Two Contract’ Model in Practice

ASIC has identified a class of short-term credit facilities and continuing credit contracts being offered to retail clients in a model known as the ‘two contract’ model:

Contract One: A credit contract is provided by the lender, who charges fees consistent with limits prescribed in the exemptions in the National Credit Code and the Regulations.

Contract Two: In parallel, an associate of the lender offers collateral services, encompassing application, distribution, management, and collection services as such, all linked to the credit contract. These services often involve the imposition of substantial fees or charges under a separate collateral contract.

The Credit PI Orders were introduced to regulate and restrict the fees and charges that could be applied to retail clients, while relying on the exemptions provided by the National Credit Code.

A Recent Court Case

ASIC successfully brought an action against Cigno Pty Ltd (Cigno) and BHF Solutions Pty Ltd (BHF Solutions). These companies were alleged to have collectively operated a ‘two contract’ lending model and relied on an exemption in the National Credit Code.

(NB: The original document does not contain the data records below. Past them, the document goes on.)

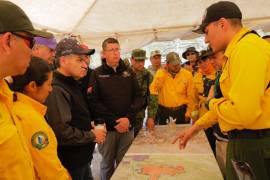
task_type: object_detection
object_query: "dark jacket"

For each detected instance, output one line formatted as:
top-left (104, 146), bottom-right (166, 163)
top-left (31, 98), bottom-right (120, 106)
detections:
top-left (212, 71), bottom-right (228, 141)
top-left (46, 71), bottom-right (95, 170)
top-left (88, 60), bottom-right (143, 131)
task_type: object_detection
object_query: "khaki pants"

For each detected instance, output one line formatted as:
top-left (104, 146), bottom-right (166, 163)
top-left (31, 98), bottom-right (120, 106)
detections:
top-left (216, 140), bottom-right (228, 178)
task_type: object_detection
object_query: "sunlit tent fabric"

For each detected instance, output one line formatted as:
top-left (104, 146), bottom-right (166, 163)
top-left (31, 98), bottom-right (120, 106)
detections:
top-left (11, 0), bottom-right (270, 53)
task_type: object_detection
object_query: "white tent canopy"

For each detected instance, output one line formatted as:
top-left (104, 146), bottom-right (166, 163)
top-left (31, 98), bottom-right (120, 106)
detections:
top-left (11, 0), bottom-right (270, 53)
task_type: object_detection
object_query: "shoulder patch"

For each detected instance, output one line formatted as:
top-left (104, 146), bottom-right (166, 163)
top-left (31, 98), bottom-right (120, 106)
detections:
top-left (31, 131), bottom-right (49, 150)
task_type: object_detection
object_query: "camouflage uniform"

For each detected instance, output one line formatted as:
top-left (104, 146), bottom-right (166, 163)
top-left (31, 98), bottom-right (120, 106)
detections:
top-left (133, 68), bottom-right (158, 136)
top-left (130, 49), bottom-right (158, 136)
top-left (147, 65), bottom-right (159, 76)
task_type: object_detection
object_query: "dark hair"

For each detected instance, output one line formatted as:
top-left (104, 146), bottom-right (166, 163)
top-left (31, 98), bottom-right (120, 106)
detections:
top-left (11, 57), bottom-right (52, 92)
top-left (54, 56), bottom-right (60, 68)
top-left (102, 37), bottom-right (119, 50)
top-left (227, 18), bottom-right (242, 27)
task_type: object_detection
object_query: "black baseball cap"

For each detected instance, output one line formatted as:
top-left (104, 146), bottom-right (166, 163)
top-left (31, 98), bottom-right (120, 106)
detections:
top-left (0, 1), bottom-right (52, 38)
top-left (193, 1), bottom-right (242, 34)
top-left (55, 38), bottom-right (95, 58)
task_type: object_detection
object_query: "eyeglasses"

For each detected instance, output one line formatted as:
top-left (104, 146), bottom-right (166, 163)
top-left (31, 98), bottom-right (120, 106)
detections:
top-left (186, 52), bottom-right (196, 56)
top-left (105, 48), bottom-right (121, 53)
top-left (12, 32), bottom-right (35, 49)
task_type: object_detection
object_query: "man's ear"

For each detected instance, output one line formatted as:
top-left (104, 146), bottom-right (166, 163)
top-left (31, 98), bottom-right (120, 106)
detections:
top-left (101, 50), bottom-right (105, 58)
top-left (59, 56), bottom-right (67, 67)
top-left (24, 81), bottom-right (37, 94)
top-left (1, 32), bottom-right (12, 53)
top-left (218, 18), bottom-right (227, 30)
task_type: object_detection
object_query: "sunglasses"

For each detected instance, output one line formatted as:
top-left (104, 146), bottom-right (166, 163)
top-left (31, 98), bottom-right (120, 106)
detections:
top-left (186, 52), bottom-right (196, 56)
top-left (12, 32), bottom-right (35, 49)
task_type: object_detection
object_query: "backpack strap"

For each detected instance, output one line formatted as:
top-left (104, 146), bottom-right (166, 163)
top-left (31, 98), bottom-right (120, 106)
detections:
top-left (237, 30), bottom-right (259, 42)
top-left (237, 31), bottom-right (270, 91)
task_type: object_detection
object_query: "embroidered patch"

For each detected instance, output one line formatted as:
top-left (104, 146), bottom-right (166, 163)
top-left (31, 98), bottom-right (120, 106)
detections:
top-left (87, 86), bottom-right (93, 94)
top-left (122, 71), bottom-right (130, 77)
top-left (99, 75), bottom-right (110, 78)
top-left (31, 131), bottom-right (49, 150)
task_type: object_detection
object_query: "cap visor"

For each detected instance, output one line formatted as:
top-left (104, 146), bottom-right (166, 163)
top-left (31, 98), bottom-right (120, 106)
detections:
top-left (27, 29), bottom-right (53, 38)
top-left (134, 57), bottom-right (147, 60)
top-left (86, 49), bottom-right (95, 55)
top-left (151, 53), bottom-right (161, 57)
top-left (76, 49), bottom-right (95, 56)
top-left (192, 24), bottom-right (207, 34)
top-left (168, 61), bottom-right (180, 65)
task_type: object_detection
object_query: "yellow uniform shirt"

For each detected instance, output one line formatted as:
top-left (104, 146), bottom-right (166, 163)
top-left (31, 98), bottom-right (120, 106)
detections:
top-left (0, 80), bottom-right (34, 179)
top-left (150, 68), bottom-right (195, 117)
top-left (196, 28), bottom-right (270, 132)
top-left (13, 92), bottom-right (70, 180)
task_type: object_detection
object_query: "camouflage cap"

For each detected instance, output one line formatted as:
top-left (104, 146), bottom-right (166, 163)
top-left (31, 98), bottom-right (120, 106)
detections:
top-left (150, 50), bottom-right (161, 58)
top-left (131, 49), bottom-right (147, 60)
top-left (55, 38), bottom-right (95, 58)
top-left (0, 1), bottom-right (52, 38)
top-left (166, 52), bottom-right (181, 65)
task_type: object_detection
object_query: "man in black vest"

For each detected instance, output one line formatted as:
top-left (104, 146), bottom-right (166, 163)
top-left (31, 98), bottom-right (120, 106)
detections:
top-left (46, 38), bottom-right (106, 180)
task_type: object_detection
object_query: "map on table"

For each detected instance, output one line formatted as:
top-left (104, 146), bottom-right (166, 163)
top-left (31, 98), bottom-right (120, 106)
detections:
top-left (128, 125), bottom-right (212, 154)
top-left (111, 154), bottom-right (223, 180)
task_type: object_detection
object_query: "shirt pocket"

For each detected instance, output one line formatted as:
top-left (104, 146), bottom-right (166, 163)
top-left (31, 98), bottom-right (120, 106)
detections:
top-left (175, 80), bottom-right (188, 95)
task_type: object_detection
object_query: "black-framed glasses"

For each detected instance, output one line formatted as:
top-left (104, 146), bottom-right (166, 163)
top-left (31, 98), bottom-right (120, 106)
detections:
top-left (12, 32), bottom-right (35, 49)
top-left (105, 48), bottom-right (121, 53)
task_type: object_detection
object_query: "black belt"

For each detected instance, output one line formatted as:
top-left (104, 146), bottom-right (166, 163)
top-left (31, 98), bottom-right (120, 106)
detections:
top-left (228, 129), bottom-right (270, 139)
top-left (158, 104), bottom-right (186, 111)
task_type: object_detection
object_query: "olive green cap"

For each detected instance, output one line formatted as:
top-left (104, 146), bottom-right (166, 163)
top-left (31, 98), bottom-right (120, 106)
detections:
top-left (0, 1), bottom-right (52, 38)
top-left (131, 49), bottom-right (147, 60)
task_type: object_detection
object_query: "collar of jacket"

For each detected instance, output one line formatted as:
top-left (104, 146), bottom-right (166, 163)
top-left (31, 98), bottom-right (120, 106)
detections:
top-left (131, 66), bottom-right (148, 75)
top-left (224, 27), bottom-right (249, 59)
top-left (102, 59), bottom-right (127, 74)
top-left (53, 71), bottom-right (79, 86)
top-left (15, 92), bottom-right (47, 116)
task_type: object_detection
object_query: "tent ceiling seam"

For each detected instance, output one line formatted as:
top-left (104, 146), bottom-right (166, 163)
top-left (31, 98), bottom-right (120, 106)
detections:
top-left (71, 0), bottom-right (98, 33)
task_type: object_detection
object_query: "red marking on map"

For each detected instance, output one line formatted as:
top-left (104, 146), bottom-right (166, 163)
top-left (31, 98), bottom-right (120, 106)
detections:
top-left (141, 164), bottom-right (185, 180)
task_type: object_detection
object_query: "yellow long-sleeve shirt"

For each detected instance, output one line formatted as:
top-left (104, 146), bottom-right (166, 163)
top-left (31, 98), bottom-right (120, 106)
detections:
top-left (196, 28), bottom-right (270, 132)
top-left (13, 92), bottom-right (70, 180)
top-left (0, 80), bottom-right (35, 179)
top-left (150, 68), bottom-right (195, 117)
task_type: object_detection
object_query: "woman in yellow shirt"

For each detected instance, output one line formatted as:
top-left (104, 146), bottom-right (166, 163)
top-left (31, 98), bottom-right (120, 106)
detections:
top-left (11, 57), bottom-right (70, 180)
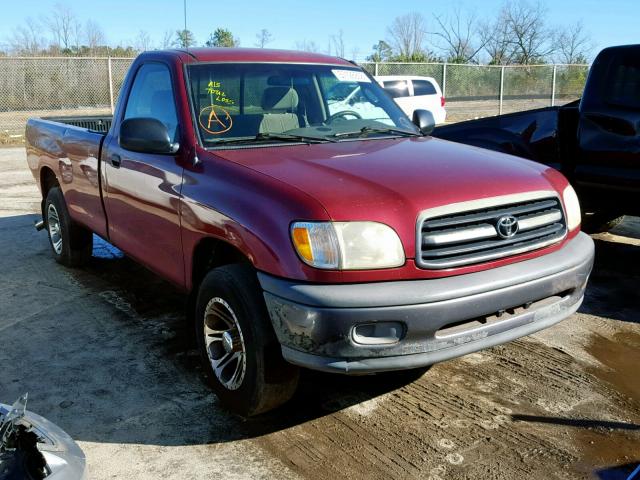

In June 2021, the Federal Court initially dismissed ASIC’s application on the grounds that Cigno and BHF Solutions’ business model fell within the exemption provided by relevant sections of the National Credit Code.

ASIC then appealed to the Full Federal Court. In July 2023, the Court decided that this lending model was, in fact, unlawful, and that both parties had conducted credit activities without the necessary Australian Credit Licence.